Streit um Lebensmittelpreise

Ausweg: nicht ‚billig oder teuer‘, sondern ‚richtig oder falsch‘

Landwirtschaftsminister Cem Özdemir sprach vor einiger Zeit in einem Interview von „Ramschpreisen für Lebensmittel“ – und erntete einen Shitstorm. Nicht nur vom politischen Gegner, sogar aus eigenen Reihen stieg ihm eine Welle der Empörung entgegen. Sofort unterstellte man ihm, er würde es darauf anlegen, mit Preissteigerungen einkommensschwache Haushalte noch weiter zu schwächen. Erstaunlich eigentlich, denn Özdemir hatte in dem Interview mit keiner Silbe erwähnt, was er gegen die „Ramschpreise“ zu tun gedenkt.

 

Heike Hoppe, Geschäftsführerin FairBio-Genossenschaft

Heike Hoppe engagiert sich als Geschäftsführerin der FairBio-Genossenschaft für faire Bedingungen und Preise durch die Stärkung regionaler und dezentraler Strukturen.

Weder forderte der Landwirtschaftsminister eine zu Lasten der Armen gehende Preissteigerung noch staatlich vorgeschriebene Lebensmittelpreise. In einem Interview mit dem RND einige Tage später ließ er durchblicken, wen er zur Bekämpfung der Ramschpreise in die Pflicht nehmen will, nämlich die Lebensmittelkonzerne und Supermarktketten.

Beim Stichwort Preiserhöhung gehen die Emotionen hoch. Das ist schlecht, denn dieses Framing – Lebensmittelpreise diskutieren heißt automatisch, „den Armen noch tiefer in die Tasche zu greifen“ – sorgt auf lange Sicht dafür, dass das Thema Lebensmittelpreise tabuisiert wird. Das darf es aber nicht. Wir müssen über Preise sprechen dürfen.

 
Ein Preis ist nicht „zu billig“, sondern „falsch“.

„Billig“ ist in Verbindung mit Lebensmitteln kein konstruktives Wort. Besser und zielführender ist es, vom „richtigen“ und vom „falschen“ Preis zu sprechen.

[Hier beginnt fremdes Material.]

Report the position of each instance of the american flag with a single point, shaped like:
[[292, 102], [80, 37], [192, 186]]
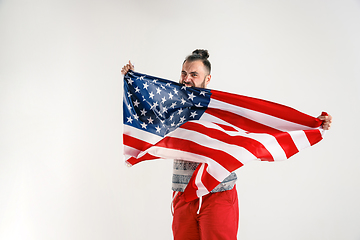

Der „richtige“ Preis ist ein Preis, der dafür sorgt, dass alle an der Wertschöpfungskette des Lebensmittels beteiligten Menschen und Unternehmen fair und angemessen bezahlt werden: Die Landwirte und Bäuerinnen, die Erntehelferinnen, die Spediteure, die Großhändler*innen, die Gemüsehändlerinnen und Supermärkte, die Kassiererinnen und viele andere, die mit der Erzeugung und Verarbeitung, dem Transport und Verkauf des Produkts ihr Geld verdienen. Aber mit dem „richtigen“ Preis muss noch mehr bezahlt werden. Nicht nur die Menschen und Unternehmen, sondern auch die ökologischen und klimatischen Rahmenbedingungen. Im richtigen Preis stecken auch viele Negationen: keine Überdüngung, kein Schaden für Böden, Natur und Umwelt, kein hoher CO2-Ausstoß, keine Massentierhaltung, keine Tierquälerei, kein Artensterben, kein Verpackungsmüll, keine Entsorgungsprobleme. Der richtige Preis ist gleichzeitig der faire Preis.

Beim „falschen“ Preis funktioniert irgendetwas entlang der Wertschöpfungskette nicht. Jemand wird zu schlecht bezahlt oder zahlt sogar drauf. Oder muss seinen Hof verkaufen und seinen Laden schließen. Oder das „Falsch“ geht zu Lasten von Umwelt und Klimaschutz oder sogar zu Lasten des Lebensmittels selbst, weil es eine schlechte Qualität hat oder krank macht.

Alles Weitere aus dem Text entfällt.